Im direkten Vergleich zu den vielen Supersportlern der Race-Hardtail-Kategorie wirkt die Sitzposition auf dem Bike Ahead The Frame deutlich zahmer. Durch die nur 55 Millimeter kurze aber immerhin 740 Millimeter breite Vorbau-Lenkereinheit sitzt es sich kompakter und komfortabler als auf den konkurrierenden Streckbänken. Rennfahrer werden zugunsten des Drucks auf der Front ein längeres Cockpit wählen wollen, um in technischen Kletterpassagen auf Ideallinie zu bleiben. Dass The Frame das leichteste Hardtail seit langem ist, welches unser Test-Prozedere durchläuft, hat an steilen Rampen nicht nur Vorteile. Gemeinsam mit der kompakten Steuereinheit und den nur 424 Millimeter kurzen Kettenstreben verhält sich das Bike im Trail-Anstieg äußerst reaktiv. Für präzise Klettereinlagen im roten Pulsbereich braucht es einen dynamischen Fahrer, um das Fliegengewicht zu zügeln. Hilfestellung kommt von den breiten Maxxis-Reifen, welche eine hervorragende Traktion liefern.
Im Antritt prescht das Bike Ahead The Frame zügig nach vorne. Die Beschleunigung der hauseigenen Laufräder sind deutlich besser als beim Pinarello. Nominell geht es mit Cannondale und Storck zwar noch fixer vom Fleck, diese spezifizieren aber auch schmalere und leichtere Reifen. Mit einem Traumwert beim Gesamtgewicht lässt sich The Frame leichtfüßig von A nach B bewegen. Bei Sprinteinlagen und auf flachen, flowigen Trails macht das mächtig Laune. Der Lenkwinkel fällt mit 68,5 Grad etwas steiler aus, als an anderen aktuellen Racebikes. The Frame ließe theoretisch auch eine Federgabel mit 120 anstatt 100 Millimetern Federweg zu. So könnte der Lenkwinkel um rund ein Grad abgeflacht werden. Im Testaufbau schlängelt sich das schwarze Bike agil durch Kurven, lässt sich über Wurzeln lupfen als sei Nichts gewesen und braucht nur minimalem Körpereinsatz, um aufs Hinterrad oder in die Luft zu gehen.
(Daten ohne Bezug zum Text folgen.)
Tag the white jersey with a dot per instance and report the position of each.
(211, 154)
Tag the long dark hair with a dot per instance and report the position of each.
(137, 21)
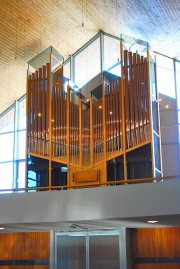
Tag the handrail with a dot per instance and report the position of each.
(90, 185)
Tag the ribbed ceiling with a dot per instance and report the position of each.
(29, 26)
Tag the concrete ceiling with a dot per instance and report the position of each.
(94, 225)
(29, 26)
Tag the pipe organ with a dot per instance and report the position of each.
(74, 139)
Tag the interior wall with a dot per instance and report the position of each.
(25, 250)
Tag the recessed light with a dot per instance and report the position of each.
(152, 221)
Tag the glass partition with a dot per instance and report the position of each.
(71, 251)
(87, 250)
(87, 63)
(112, 55)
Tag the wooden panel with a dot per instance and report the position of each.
(156, 266)
(24, 246)
(159, 242)
(87, 176)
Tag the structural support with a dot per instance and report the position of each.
(125, 249)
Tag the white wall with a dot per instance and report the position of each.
(143, 199)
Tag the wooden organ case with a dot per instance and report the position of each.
(110, 135)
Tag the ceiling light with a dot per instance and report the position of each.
(152, 221)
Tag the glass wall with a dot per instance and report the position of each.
(97, 250)
(168, 106)
(12, 141)
(87, 63)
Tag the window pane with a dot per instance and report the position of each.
(21, 144)
(71, 252)
(104, 252)
(21, 175)
(7, 121)
(6, 175)
(66, 70)
(7, 143)
(165, 76)
(111, 55)
(87, 63)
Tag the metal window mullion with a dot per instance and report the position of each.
(87, 251)
(15, 146)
Durch sein direktes Handling birgt das Bike Ahead großes Fahrspaß-Potential für ein Racebike. Wie ein seriöser Sportwagen fühlt es sich in dieser Konfiguration allerdings weniger an. Da passt es auch ins Bilde, dass sich die Lefty an Gemperleins Bike zwar an der Gabelkrone, nicht jedoch vom Lenker aus sperren lässt. Im Downhill legt der Einbeiner einen gewohnt starken Auftritt hin. Die Gabel überzeugt durch ein sensibles aber kontrolliertes Ansprechverhalten und glättet Unebenheiten so gut, wie es für einen kurzhubigen XC-Weichmacher nur irgend geht. Wird es bergab steil, ist die Variostütze trotz ihres winzigen Verstellbereichs ein echter Gamechanger. Ohne Platzprobleme bei der Gewichtsverlagerung lässt sich ein Hardtail mit Dropper Post einfach kontrollierter gen Tal steuern.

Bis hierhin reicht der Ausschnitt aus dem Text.